L’ABBANDONO DI HAMILTON: è un dato di fatto: da quando Hamilton ha lasciato la McLaren il team inglese non ha più vinto in Formula 1. Infatti Hamilton non sempre è stato equipaggiato con la vettura migliore, se non i primi due anni; le altre stagioni la McLaren aveva una buona vettura, ma sicuramente non la più forte, eccezion fatta per il 2012, anche se in tutta sincerità era una vettura abbastanza fragile. Nonostante ciò il buon Lewis è riuscito a fare delle imprese, ricordiamo il gran premio di Cina del 2011, dove con una sosta in più degli altri andò a prendere tutti e vincere, oppure la spettacolare gara di Austin del 2012, dove dopo un duro testa a testa con Vettel riuscì a spuntarla alla grande, senza dimenticare il gran premio del Belgio del 2010. Diciamo che se Hamilton fosse rimasto sicuramente la McLaren non avrebbe vinto il mondiale ma forse qualche gara sì.

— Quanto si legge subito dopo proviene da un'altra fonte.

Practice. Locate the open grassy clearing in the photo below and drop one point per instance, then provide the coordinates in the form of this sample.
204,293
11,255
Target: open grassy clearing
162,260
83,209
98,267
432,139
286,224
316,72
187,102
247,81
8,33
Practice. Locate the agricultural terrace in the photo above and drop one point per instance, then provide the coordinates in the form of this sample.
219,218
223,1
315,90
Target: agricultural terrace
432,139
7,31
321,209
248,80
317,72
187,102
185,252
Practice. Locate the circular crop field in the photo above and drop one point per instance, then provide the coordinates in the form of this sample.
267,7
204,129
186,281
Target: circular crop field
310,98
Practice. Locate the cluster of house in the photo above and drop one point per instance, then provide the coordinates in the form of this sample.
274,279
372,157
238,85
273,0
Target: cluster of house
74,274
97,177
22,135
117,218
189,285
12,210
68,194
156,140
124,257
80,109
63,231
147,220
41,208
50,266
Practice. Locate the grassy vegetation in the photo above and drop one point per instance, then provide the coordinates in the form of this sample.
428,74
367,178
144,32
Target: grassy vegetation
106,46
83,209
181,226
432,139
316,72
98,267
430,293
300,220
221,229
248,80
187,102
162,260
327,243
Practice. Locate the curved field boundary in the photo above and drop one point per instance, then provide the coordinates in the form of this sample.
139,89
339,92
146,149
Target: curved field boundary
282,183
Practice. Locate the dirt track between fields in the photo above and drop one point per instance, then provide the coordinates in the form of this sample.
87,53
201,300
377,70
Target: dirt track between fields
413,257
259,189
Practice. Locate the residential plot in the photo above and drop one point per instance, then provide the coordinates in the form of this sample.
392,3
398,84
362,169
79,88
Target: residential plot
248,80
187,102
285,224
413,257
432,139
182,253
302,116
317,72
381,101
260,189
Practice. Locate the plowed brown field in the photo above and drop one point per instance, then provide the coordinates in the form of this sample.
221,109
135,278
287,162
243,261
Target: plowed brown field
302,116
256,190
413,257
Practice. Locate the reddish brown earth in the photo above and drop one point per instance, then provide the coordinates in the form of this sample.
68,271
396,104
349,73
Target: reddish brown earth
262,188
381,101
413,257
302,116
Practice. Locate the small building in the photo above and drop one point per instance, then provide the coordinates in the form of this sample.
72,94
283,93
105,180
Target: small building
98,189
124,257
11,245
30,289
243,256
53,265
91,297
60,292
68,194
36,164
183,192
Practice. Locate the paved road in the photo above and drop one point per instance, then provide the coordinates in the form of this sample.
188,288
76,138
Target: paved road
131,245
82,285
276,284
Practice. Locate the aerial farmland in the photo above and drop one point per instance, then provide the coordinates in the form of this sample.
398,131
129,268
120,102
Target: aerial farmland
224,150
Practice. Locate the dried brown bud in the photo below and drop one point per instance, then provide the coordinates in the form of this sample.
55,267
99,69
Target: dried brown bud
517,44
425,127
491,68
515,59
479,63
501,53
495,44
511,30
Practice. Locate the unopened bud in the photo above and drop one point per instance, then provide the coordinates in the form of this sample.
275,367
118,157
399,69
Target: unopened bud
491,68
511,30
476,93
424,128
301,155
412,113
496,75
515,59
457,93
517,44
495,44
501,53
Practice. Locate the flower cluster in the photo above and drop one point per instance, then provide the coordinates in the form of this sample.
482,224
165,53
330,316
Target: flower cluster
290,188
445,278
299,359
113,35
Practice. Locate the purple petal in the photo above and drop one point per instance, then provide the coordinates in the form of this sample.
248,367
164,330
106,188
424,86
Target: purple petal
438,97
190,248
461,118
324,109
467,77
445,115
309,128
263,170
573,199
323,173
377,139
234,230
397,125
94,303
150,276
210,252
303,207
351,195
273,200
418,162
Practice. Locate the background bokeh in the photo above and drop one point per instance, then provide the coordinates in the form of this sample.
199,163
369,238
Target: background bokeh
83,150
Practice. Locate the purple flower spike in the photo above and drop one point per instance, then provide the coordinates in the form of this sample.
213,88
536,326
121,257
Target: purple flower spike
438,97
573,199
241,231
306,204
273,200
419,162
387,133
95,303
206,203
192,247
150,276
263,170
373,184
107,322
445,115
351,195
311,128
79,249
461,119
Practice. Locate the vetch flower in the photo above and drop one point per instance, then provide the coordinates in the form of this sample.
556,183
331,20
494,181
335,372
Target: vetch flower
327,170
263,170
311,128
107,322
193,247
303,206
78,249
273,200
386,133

IL FALLIMENTO DEL 2013: il 2013 doveva essere l’anno della McLaren e soprattutto dei suoi ingegneri, che volevano dimostrare come la vettura fosse competitiva anche senza Hamilton. Ricordiamoci l’arroganza all’interno del box McLaren, con qualcuno che osò dire che Hamilton si sarebbe pentito di lasciare il team di Woking. Fatto sta che forse per spocchiosità, forse per arroganza, gli ingegneri decisero di rivoluzionare completamente la vettura senza potenziare quella del 2012, che in tutta sincerità bastava di pochi ritocchi. La stagione fu una delusione con Button e Perez, chiamato al posto di Hamilton, che non riuscirono nemmeno a conquistare un podio e nemmeno ci andarono vicino. Poi Perez fu liquidato a fine stagione e in tutta sicnerità fu una scelta incomprensibile, anche perché “Checo” negli ultimi due anni ha dimostrato di essere un pilota che a podio ci riesce ad andare.

L’ANNO 2014: UNA TRANSIZIONE EVITABILE: arriviamo infine al 2014. In quell’anno scadeva il rapporto ventennale tra la McLaren e la Mercedes, che comunque equipaggiò il team di Woking per quella stagione. Quello è stato un errore, è vero che i contratti si rispettano, ma è anche vero che si possono disfare a proprio piacimento (v. Red Bull vs Renault). Sinceramente la McLaren avrebbe dovuto affidarsi già ad Honda nel 2014, in modo tale da far prendere confidenza ai motoristi giapponesi nell’anno in cui tutte le case motoristiche partivano da 0. Invece si fece una scelta assolutamente sbagliata: restare ancora un anno con Mercedes pur sapendo che sarebbe stato l”ulttimo anno e sapendo che sarebbe stato un semplice anno di transizione. Diciamo che se la Honda fosse entrata l’anno scorso, molto probabilmente la McLaren avrebbe faticato a vincere qualche gara, ma possiamo stare certi che sarebbe entrata stabilmente in zona punti. D’altronde sappiamo che con questi motori turbo anche un anno in meno fa la differenza, basta prendere la Ferrari: PU al limite della decenza nel 2014, PU inferiore solo a quella della Mercedes nel 2015.

Il 2016 per la McLaren sarà un anno importante o si risolve qualcosa oppure davvero quest team storico rischia di restare ai margini della Formula 1.